You are viewing a plain text version of this content. The canonical link for it is here.
Posted to dev@drill.apache.org by Paul Rogers <pa...@yahoo.com.INVALID> on 2018/08/22 00:32:15 UTC

The Ray framework

Hi All,

There is a cool new distributed framework coming out of UC Berkeley: Ray [1]. This is part of the RISE project which is the successor to the AmpLab project that produced Spark. The Ray paper [2] provides a great overview.

(quote)
Ray is a high-performance distributed execution framework targeted at large-scale machine learning and reinforcement learning applications. It achieves scalability and fault tolerance by abstracting the control state of the system in a global control store and keeping all other components stateless. It uses a shared-memory distributed object store to efficiently handle large data through shared memory, and it uses a bottom-up hierarchical scheduling architecture to achieve low-latency and high-throughput scheduling. It uses a lightweight API based on dynamic task graphs and actors to express a wide range of applications in a flexible manner.
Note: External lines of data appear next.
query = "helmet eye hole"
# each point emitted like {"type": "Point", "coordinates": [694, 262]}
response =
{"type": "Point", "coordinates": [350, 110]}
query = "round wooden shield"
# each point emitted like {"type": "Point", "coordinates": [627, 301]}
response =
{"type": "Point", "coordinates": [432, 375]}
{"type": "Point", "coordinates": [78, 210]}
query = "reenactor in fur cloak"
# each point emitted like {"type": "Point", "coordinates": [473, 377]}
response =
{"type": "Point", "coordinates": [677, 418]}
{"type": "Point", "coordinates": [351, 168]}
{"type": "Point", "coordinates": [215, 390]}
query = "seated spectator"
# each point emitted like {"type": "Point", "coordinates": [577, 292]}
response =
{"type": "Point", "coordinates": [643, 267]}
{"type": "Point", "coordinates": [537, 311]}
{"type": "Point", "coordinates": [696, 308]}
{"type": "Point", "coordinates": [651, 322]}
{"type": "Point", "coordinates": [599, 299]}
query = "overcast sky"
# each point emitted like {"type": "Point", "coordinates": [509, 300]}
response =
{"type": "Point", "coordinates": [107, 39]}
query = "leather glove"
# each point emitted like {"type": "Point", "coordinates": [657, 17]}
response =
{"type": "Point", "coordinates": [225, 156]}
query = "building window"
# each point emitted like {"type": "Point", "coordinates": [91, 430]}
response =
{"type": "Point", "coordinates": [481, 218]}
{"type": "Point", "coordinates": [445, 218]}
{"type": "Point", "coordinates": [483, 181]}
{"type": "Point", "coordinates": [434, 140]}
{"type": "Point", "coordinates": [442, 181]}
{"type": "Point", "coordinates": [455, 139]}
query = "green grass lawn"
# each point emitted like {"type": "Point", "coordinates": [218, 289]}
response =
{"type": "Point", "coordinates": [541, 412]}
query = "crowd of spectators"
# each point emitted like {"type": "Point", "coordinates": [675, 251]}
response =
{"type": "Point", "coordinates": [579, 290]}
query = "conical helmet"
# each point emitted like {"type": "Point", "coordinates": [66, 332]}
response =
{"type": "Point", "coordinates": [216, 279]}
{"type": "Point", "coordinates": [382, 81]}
... Ray implements a dynamic task graph computation model that supports both the task-parallel and the actor programming models. To meet the performance requirements of AI applications, we propose an architecture that logically centralizes the system's control state using a sharded storage system and a novel bottom-up distributed scheduler. In our experiments, we demonstrate sub-millisecond remote task latencies and linear throughput scaling beyond 1.8 million tasks per second. We empirically validate that Ray speeds up challenging benchmarks...
(unquote)

While Ray is targeted at machine learning (ML), it is not hard to imagine using Ray to run query DAGs for Drill. Good ideas here to mine for Drill (and similar distributed projects.)

Thanks,
- Paul

[1] https://rise.cs.berkeley.edu/projects/ray/
[2] https://rise.cs.berkeley.edu/blog/publication/ray-distributed-framework-emerging-ai-applications/